BP is expected to reveal a surge in annual profit next week, as higher crude prices and declining costs drive the oil giant’s recovery.
The company is forecast to have raked in around $6 billion (£4.2bn) in underlying replacement cost profit - BP’s preferred income measure - in 2017, a notable improvement on the $2.6bn (£1.8bn) reported in 2016.
That figure is based on consensus forecasts for $1.9bn (£1.3bn) in underlying fourth quarter profits, on top of the $4.1bn (£2.9bn) booked in the first nine months of the year.
There is also potential for BP to swing to a profit on the replacement cost profit measure alone, which in 2016 showed a loss of $999m (£702m).

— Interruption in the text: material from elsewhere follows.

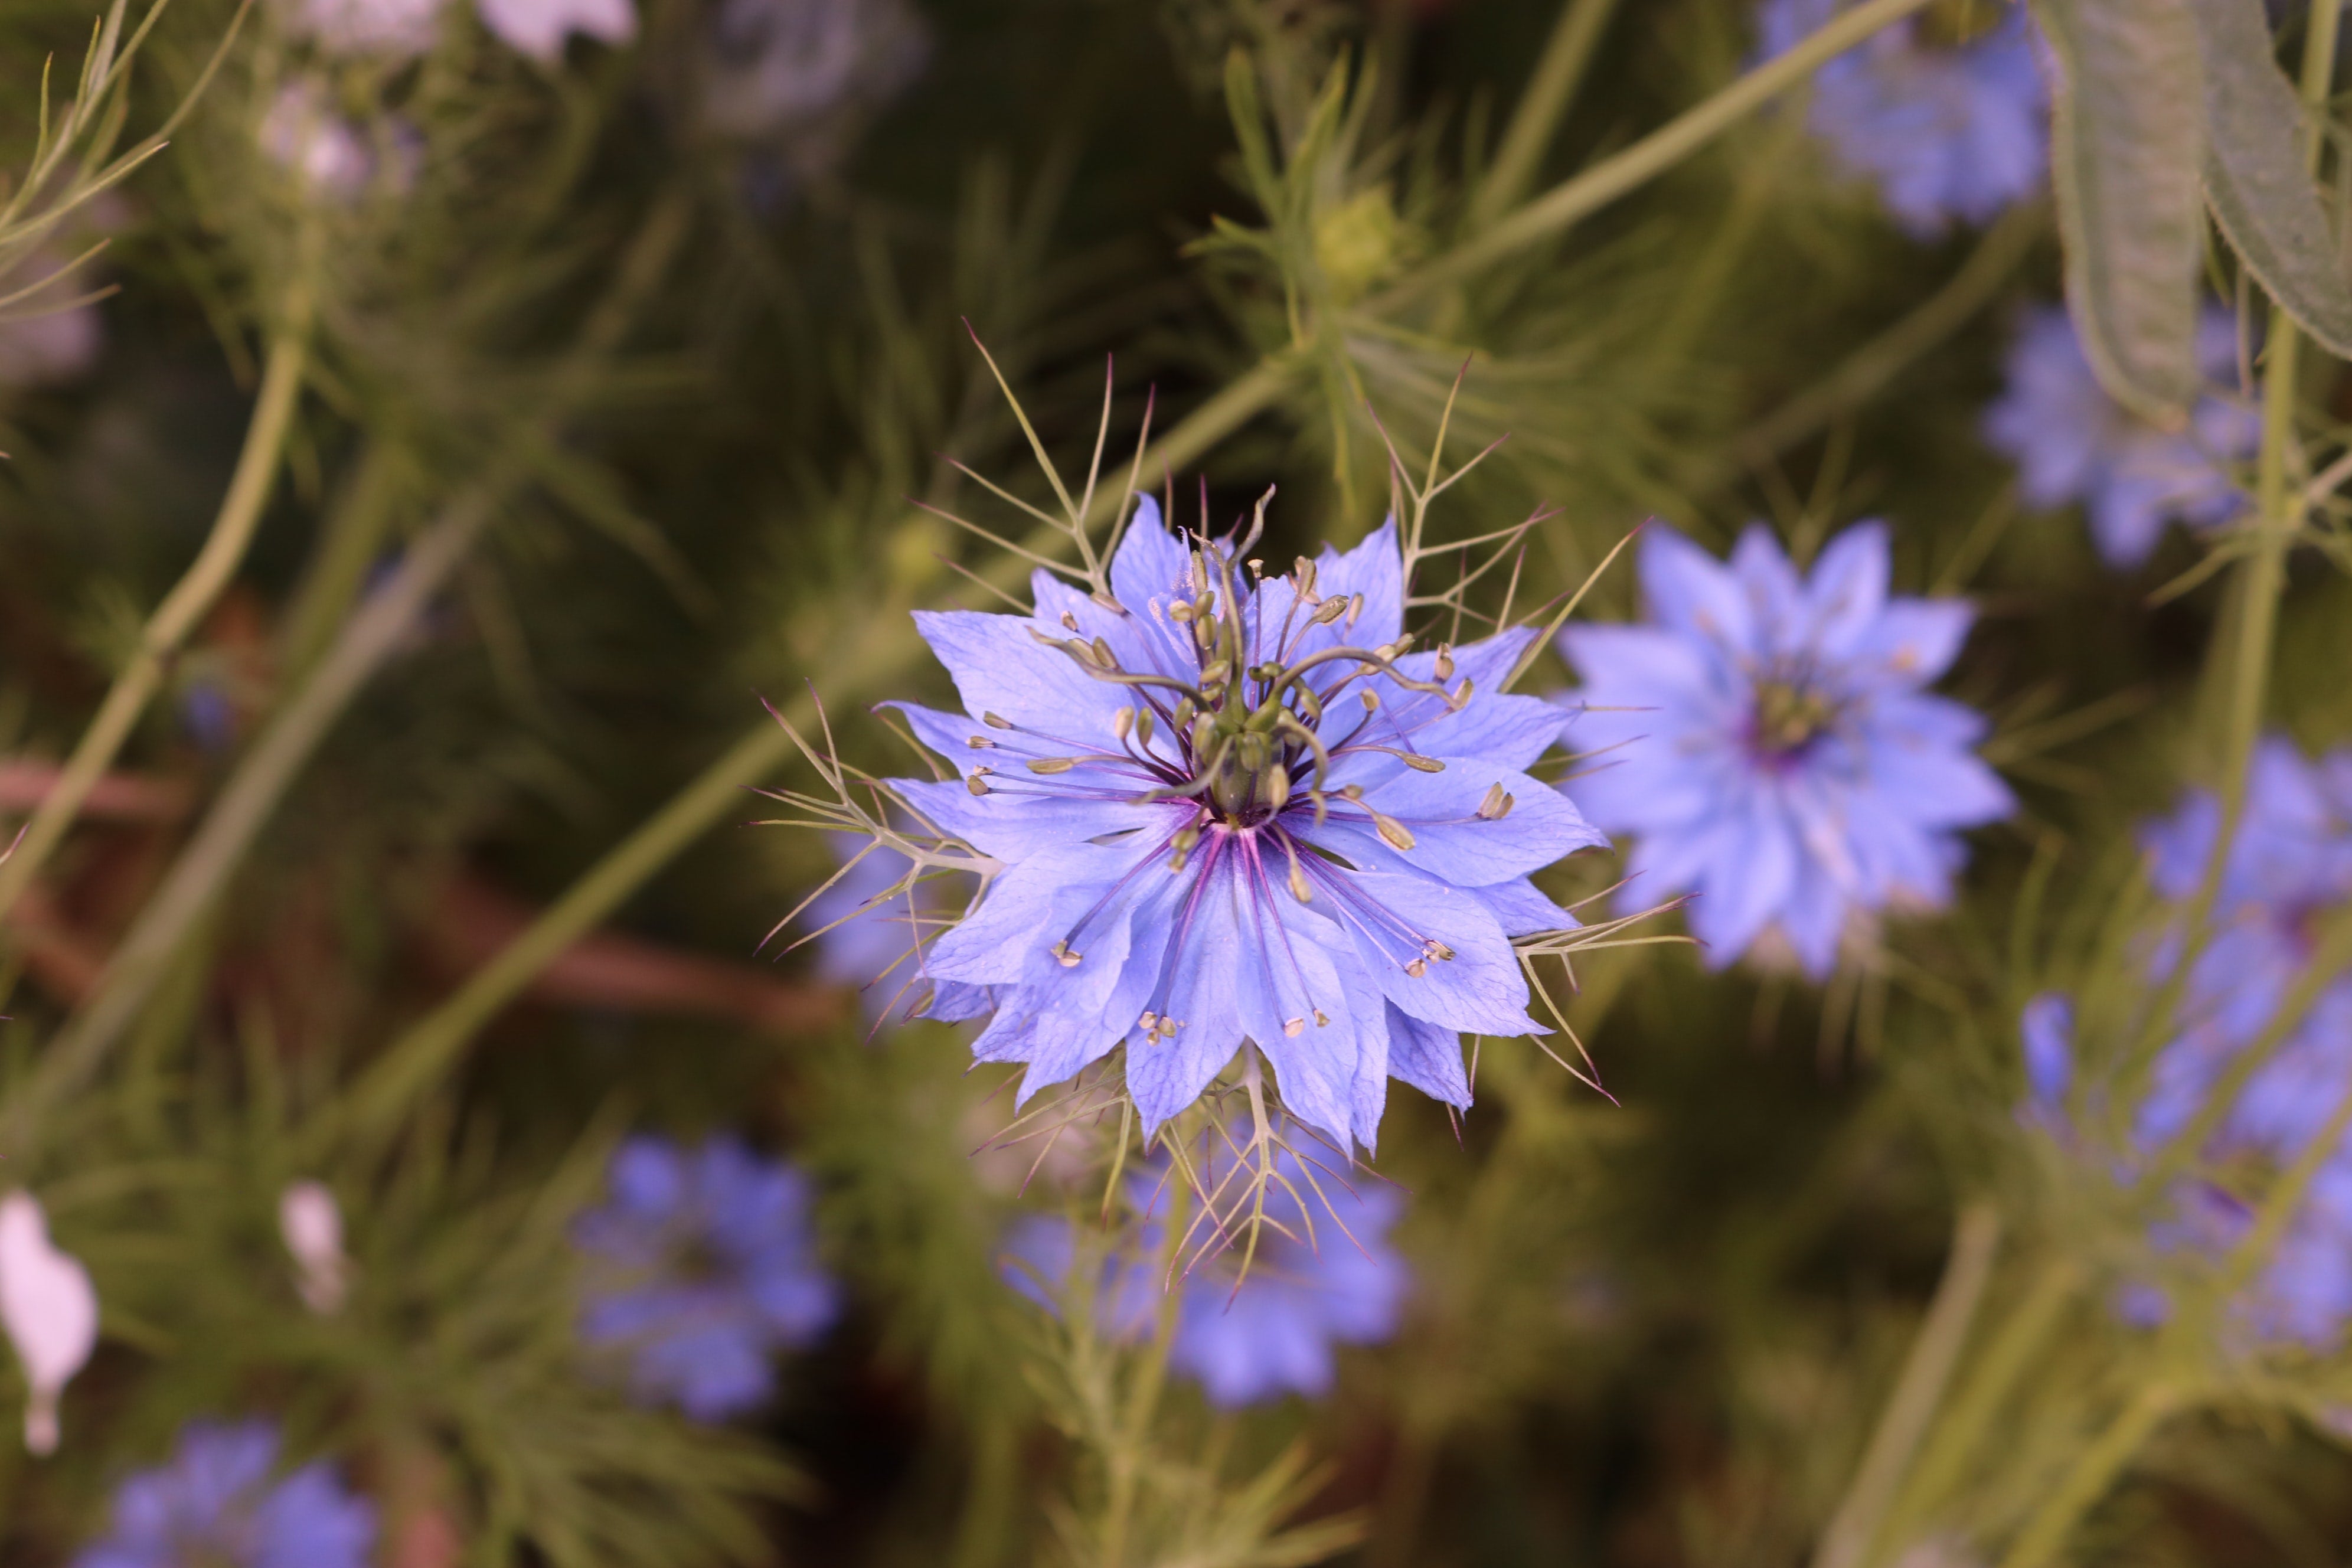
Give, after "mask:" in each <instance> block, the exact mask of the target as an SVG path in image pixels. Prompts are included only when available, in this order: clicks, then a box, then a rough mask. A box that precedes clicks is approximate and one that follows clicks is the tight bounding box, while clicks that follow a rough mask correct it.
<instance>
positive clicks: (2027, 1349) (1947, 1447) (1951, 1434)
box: [1886, 1258, 2082, 1540]
mask: <svg viewBox="0 0 2352 1568" xmlns="http://www.w3.org/2000/svg"><path fill="white" fill-rule="evenodd" d="M2079 1288H2082V1265H2077V1262H2074V1260H2072V1258H2058V1260H2053V1262H2049V1267H2044V1269H2042V1274H2039V1276H2037V1279H2034V1284H2032V1288H2030V1291H2027V1293H2025V1298H2023V1300H2020V1302H2018V1305H2016V1309H2013V1312H2011V1314H2009V1321H2004V1324H2002V1331H1999V1333H1997V1335H1994V1338H1992V1345H1990V1347H1987V1349H1985V1354H1983V1359H1980V1361H1978V1366H1976V1375H1973V1378H1969V1382H1966V1387H1962V1392H1959V1399H1955V1401H1952V1406H1950V1410H1947V1415H1945V1418H1943V1422H1940V1425H1938V1427H1936V1436H1933V1439H1931V1441H1929V1446H1926V1453H1922V1455H1919V1465H1917V1467H1912V1474H1910V1481H1905V1486H1903V1493H1900V1495H1898V1497H1896V1507H1893V1509H1889V1514H1886V1533H1889V1535H1893V1537H1896V1540H1903V1537H1905V1533H1907V1528H1910V1526H1912V1523H1917V1521H1919V1519H1924V1516H1926V1514H1929V1512H1931V1509H1936V1505H1940V1502H1943V1497H1945V1495H1947V1493H1950V1490H1952V1483H1955V1481H1957V1479H1959V1474H1962V1469H1964V1467H1966V1465H1969V1460H1971V1458H1976V1448H1978V1443H1980V1441H1983V1436H1985V1432H1990V1429H1992V1418H1994V1415H1999V1413H2002V1408H2004V1406H2006V1403H2009V1394H2011V1392H2013V1389H2016V1387H2018V1378H2023V1375H2025V1368H2027V1366H2032V1359H2034V1354H2039V1349H2042V1345H2044V1342H2046V1340H2049V1338H2051V1333H2053V1331H2056V1328H2058V1324H2060V1319H2063V1312H2065V1305H2067V1302H2070V1300H2074V1291H2079Z"/></svg>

BP is among a string of oil majors benefiting from climbing oil prices, having seen Brent crude hit $70 per barrel last month - its highest level in more than three years.
The global oil benchmark slipped below $30 per barrel as recently as 2016 as weaker demand and a global energy glut driven by the rise of shale gas took their toll.
The company’s own share price has recovered broadly in line with global energy prices, having jumped from 290p per share in January 2016 to where they sit at around 501p today.
But Nicholas Hyett, equity analyst at Hargreaves Lansdown, said other factors were at play, such as declining costs linked to the Deepwater Horizon disaster.
He said: “Fortunately BP’s recent performance isn’t driven solely by a more favourable oil price environment.
“Although costs relating to the Deepwater Horizon oil spill are set to be higher than originally expected this year, charges are finally starting to decline.